Houston, Texas. – La Corte Suprema de EE. UU. ha desmantelado una parte esencial de la Ley de Derechos de Votación, lo que genera preocupación entre activistas. Esta decisión permite modificar mapas electorales que podrían diluir el voto de comunidades de color para favorecer a un partido político.
Annie Johnson Benifield, líder de la Iniciativa para el Voto de Houston, señala que este fallo es un paso atrás en el acceso a la representación. La Ley de Derechos de Votación, aprobada en 1965, eliminó prácticas discriminatorias como los impuestos y exámenes de alfabetización que impedían el voto a ciudadanos afroamericanos y latinos.
Desde la aprobación de esta ley, los votantes de color han ganado representación política significativa. Sin embargo, el fallo reciente permite a los legisladores redibujar distritos, facilitando la creación de mapas que favorezcan a votantes blancos y republicanos, como advierte el abogado Tom Buser-Clancy de la ACLU de Texas.

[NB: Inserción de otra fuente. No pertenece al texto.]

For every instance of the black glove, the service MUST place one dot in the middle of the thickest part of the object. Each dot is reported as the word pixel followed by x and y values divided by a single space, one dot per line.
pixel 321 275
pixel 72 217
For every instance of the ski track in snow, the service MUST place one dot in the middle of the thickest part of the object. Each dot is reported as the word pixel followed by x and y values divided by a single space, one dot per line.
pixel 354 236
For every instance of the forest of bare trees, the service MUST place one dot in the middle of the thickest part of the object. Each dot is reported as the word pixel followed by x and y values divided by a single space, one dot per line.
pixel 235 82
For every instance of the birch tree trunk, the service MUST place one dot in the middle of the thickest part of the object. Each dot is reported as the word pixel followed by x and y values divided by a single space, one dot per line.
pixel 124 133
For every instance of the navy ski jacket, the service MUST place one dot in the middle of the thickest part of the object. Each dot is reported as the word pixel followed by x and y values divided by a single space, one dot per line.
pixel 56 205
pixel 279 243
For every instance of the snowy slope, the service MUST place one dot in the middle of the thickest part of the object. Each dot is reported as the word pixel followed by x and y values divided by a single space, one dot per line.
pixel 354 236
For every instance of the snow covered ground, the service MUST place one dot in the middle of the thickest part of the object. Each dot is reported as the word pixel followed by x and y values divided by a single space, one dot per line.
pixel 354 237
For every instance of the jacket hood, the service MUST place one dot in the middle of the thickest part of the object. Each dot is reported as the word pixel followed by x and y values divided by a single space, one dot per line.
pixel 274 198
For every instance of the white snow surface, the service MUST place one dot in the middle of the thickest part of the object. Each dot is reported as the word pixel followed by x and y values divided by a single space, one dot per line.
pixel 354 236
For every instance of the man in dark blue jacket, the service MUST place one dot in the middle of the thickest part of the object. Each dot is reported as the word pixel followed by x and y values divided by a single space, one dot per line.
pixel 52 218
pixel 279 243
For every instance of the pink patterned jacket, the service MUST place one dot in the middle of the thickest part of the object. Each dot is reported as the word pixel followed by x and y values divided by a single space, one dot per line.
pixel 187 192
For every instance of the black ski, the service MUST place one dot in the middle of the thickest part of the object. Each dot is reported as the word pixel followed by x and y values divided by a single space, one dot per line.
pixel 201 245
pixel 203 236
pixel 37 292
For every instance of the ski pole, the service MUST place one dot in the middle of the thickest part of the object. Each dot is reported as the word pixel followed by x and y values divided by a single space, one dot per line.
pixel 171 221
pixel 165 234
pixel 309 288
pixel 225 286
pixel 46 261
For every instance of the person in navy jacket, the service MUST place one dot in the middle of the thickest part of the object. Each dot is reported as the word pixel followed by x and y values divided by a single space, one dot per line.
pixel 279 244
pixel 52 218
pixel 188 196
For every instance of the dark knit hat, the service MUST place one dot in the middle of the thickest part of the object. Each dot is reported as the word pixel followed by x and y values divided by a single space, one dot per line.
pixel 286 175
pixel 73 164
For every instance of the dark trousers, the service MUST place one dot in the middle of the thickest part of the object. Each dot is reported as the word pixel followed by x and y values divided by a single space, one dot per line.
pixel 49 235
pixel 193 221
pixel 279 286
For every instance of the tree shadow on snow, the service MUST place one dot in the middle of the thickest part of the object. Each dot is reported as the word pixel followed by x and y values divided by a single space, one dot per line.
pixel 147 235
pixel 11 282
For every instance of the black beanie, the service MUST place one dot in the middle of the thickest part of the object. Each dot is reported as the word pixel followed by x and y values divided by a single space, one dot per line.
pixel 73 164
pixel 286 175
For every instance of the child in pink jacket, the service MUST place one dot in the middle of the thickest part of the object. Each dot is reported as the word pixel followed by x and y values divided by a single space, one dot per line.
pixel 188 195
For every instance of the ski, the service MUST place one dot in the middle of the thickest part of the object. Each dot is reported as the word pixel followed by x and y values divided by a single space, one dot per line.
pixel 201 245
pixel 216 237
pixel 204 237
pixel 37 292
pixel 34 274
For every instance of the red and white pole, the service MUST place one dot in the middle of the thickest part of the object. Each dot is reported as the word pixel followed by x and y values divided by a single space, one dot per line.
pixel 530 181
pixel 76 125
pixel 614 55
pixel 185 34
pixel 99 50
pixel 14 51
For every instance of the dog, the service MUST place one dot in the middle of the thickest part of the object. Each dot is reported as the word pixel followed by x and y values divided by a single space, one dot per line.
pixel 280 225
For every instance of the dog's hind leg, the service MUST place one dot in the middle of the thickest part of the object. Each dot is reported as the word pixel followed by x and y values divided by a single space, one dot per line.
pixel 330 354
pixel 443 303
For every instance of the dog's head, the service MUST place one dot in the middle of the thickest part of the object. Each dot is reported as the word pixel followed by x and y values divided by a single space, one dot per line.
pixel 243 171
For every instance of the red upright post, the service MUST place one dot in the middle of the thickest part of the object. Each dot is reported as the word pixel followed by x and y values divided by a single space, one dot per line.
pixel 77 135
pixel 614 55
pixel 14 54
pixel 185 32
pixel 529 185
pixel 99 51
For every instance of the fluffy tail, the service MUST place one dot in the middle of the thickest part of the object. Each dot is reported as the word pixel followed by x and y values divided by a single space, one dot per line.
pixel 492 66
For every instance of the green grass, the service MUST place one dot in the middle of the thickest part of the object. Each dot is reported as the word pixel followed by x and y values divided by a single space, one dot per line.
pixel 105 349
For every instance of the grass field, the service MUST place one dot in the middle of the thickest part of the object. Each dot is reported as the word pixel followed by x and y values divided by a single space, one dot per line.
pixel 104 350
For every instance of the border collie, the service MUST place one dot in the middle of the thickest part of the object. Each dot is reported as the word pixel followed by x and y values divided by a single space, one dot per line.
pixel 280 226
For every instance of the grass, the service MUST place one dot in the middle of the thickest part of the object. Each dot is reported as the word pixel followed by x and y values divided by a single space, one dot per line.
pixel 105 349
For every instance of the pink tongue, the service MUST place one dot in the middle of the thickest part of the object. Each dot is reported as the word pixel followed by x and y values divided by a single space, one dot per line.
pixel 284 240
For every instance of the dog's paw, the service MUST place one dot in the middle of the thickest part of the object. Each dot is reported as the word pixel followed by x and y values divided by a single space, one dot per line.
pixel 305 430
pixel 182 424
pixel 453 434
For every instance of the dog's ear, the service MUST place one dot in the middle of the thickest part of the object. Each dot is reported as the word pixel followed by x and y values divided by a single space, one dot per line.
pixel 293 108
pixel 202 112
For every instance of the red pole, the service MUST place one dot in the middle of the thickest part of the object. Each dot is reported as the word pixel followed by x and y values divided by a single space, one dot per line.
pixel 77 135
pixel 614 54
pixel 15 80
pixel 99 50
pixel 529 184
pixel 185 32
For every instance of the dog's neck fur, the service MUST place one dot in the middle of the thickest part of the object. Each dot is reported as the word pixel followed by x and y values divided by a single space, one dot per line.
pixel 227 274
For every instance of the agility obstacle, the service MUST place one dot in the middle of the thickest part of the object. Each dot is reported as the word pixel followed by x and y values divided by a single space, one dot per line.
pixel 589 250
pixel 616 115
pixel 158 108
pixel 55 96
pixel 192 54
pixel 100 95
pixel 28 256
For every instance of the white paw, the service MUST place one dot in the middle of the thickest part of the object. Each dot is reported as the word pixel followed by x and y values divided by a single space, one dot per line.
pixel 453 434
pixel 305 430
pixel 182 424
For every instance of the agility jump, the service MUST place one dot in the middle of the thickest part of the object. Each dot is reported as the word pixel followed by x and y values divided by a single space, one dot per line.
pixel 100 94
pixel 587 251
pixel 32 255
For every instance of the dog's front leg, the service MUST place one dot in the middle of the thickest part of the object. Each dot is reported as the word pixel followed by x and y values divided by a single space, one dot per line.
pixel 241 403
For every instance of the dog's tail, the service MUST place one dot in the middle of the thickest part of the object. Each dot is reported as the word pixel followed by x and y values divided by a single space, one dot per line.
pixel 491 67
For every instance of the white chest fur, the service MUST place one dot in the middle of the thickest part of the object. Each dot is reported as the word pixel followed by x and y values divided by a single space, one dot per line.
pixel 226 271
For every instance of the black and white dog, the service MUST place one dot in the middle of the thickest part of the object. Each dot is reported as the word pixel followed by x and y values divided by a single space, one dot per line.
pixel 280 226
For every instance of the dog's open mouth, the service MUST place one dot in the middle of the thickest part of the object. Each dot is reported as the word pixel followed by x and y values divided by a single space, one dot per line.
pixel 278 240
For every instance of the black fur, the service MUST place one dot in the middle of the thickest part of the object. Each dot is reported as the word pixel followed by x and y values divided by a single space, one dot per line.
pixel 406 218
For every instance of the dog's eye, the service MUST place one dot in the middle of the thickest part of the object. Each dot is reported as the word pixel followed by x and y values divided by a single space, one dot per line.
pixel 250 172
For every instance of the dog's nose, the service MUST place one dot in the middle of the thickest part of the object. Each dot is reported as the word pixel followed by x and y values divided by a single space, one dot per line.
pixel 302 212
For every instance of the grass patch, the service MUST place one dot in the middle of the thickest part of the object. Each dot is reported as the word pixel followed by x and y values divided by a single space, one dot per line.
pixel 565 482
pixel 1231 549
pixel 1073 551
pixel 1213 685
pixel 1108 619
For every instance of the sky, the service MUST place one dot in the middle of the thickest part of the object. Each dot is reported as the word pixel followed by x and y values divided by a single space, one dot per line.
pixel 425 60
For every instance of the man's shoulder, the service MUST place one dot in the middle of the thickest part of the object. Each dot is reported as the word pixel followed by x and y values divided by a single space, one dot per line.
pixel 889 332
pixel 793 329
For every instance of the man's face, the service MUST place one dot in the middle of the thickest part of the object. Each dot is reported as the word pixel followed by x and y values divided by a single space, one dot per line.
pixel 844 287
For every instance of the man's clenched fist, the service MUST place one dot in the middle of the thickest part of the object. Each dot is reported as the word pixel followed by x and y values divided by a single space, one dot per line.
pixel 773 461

La situación es crítica, ya que este proceso de redibujo es visto como una forma de gerrymandering, que silencia el voto de la comunidad negra bajo el pretexto de la partidarización. Benifield destaca que la lucha por los derechos de votación no ha terminado y que cada voz cuenta en la defensa de la justicia electoral.
Los próximos meses serán cruciales, ya que los activistas intensificarán sus esfuerzos para movilizar votantes en todo el país. La participación cívica se convierte en un imperativo para contrarrestar las políticas que buscan restringir el acceso al voto.